While efforts to build a data dictionary are often undertaken out of a zeal for documentation that we would normally applaud, in practice data dictionaries and data catalogs end up being a large maintenance burden for little actual value, and tend to very quickly become out of date.
Instead of investing in building out traditional data dictionaries, we recommend a few different approaches for achieving the same goals in ways that are less burdensome to maintain and better serve the original objectives as well.
What is a data dictionary?
In this post we’ll use the term “data dictionary” to describe a range of products that include both “data dictionaries” and “data catalogs”. In general, we’re referring to documents that contain metadata about tables in a data warehouse – most commonly, they have one section per table with one row per column including information like the column-name, the column-type, any relevant foreign-keys, and a brief description of the column. Sometimes there will be additional metadata about the source of the table (a source system or potentially a person).
Why are data dictionaries created?
Listen. There’s no activity the two of us like better for enjoying a beautiful spring Saturday than sitting down at our desk, cracking open a cold Kombucha, and writing some damn documentation. While we definitely understand the desire to document-all-the-things, we also believe that it is important to find the right documentation and tools for the goals that you want to achieve. People tend to embark on the data dictionary journey with a few varied and vague goals in mind. They want to 1) enable more data exploration, 2) codify a single source of truth for data definitions, and 3) document the provenance of particular pieces of business logic.
These are all great goals!

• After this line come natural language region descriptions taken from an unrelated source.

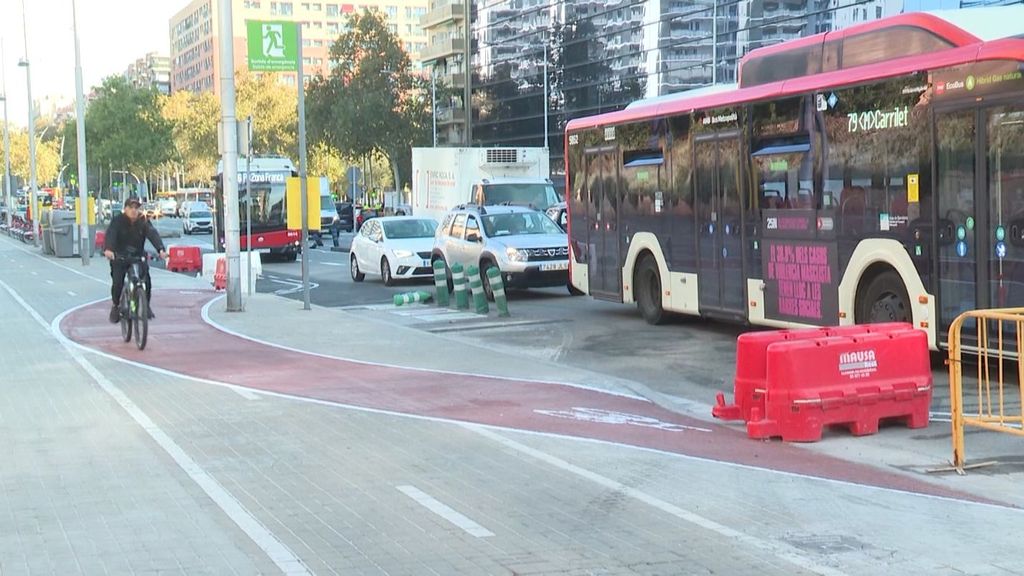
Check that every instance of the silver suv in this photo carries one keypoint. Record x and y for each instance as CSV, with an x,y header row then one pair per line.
x,y
525,245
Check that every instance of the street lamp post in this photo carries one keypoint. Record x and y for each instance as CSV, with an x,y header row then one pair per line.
x,y
83,177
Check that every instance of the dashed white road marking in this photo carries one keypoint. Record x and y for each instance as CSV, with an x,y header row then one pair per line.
x,y
445,511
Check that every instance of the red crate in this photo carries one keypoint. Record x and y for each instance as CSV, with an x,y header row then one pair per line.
x,y
847,380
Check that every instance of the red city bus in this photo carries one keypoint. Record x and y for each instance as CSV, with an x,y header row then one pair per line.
x,y
872,173
269,223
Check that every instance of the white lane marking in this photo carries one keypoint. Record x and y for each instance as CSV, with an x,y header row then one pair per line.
x,y
276,550
55,327
246,393
206,318
445,511
778,549
610,417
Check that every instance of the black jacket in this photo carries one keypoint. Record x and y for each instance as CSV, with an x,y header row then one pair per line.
x,y
125,236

However, we do not believe that data dictionaries are the best tool for achieving any of these objectives. We will talk a bit about why we do not believe that data dictionaries, as traditionally constituted, work very well before diving into alternative ways to achieve those goals.

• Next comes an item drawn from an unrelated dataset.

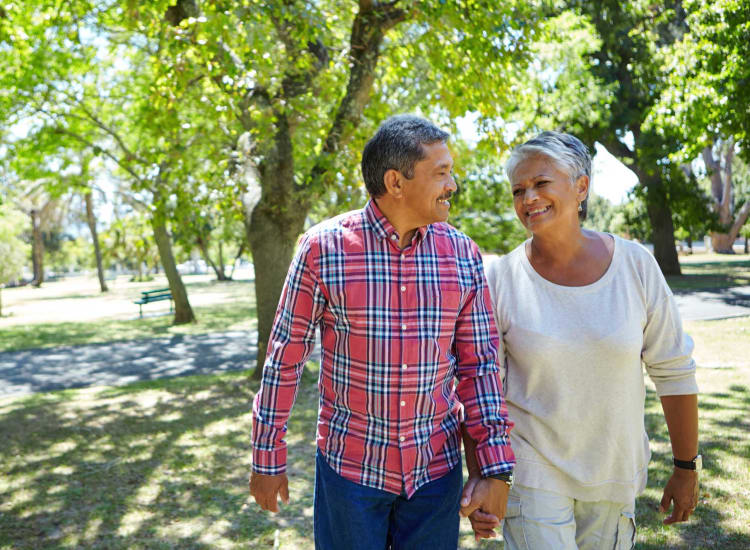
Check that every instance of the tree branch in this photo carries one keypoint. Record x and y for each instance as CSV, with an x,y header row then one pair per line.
x,y
368,30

What goes wrong with data dictionaries?
With your traditional data dictionary, you start small and simple. Maybe just documenting the columns of your core tables, or the definitions and business logic behind your top three KPIs.
But new use cases are always coming up, new ways of looking at data and measuring success (that you really want to standardize) – and so the list grows.

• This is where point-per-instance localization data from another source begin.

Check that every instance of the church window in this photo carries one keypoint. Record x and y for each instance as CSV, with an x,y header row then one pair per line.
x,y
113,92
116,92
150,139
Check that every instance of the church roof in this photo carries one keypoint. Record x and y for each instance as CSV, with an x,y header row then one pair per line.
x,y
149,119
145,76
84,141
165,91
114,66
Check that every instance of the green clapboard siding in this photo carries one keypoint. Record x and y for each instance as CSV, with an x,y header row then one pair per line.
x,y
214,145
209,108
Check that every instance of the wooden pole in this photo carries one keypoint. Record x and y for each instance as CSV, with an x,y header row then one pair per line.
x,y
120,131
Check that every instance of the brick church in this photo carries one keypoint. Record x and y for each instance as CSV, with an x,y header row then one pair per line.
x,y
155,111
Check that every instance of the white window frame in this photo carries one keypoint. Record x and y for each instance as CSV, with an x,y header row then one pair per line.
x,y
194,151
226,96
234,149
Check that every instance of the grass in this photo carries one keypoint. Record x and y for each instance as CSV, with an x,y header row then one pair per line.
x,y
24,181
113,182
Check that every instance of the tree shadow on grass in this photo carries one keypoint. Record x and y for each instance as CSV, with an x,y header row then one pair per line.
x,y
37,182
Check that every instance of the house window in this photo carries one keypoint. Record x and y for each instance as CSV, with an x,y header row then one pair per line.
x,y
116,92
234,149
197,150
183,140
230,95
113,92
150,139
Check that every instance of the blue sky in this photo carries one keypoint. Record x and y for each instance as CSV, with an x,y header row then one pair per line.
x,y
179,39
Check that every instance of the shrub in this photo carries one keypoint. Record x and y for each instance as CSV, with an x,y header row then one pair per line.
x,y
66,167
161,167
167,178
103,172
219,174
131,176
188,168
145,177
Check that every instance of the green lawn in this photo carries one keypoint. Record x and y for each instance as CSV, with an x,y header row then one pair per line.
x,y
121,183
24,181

If your KPIs aren’t just pulling from a single table or a single system, now you need to start documenting how different sources join together in a wild mess of foreign key relationships. Maybe you even create some ERDs – pictures speak a thousand words after all.
And everything is great…until you run into the issue of different audiences:
- Non-technical business users: Just want the data, or at most, a high-level summary of the KPIs and why they’re important.
- Business analysts: Want the data, but also the business logic behind it, and probably the data process used to populate the source and/or the relevant context.
- Data scientists / Engineers: Just want the column-level metadata, relationships, and instructions to query the raw data correctly – “I can write my own SQL/Python, thanks.”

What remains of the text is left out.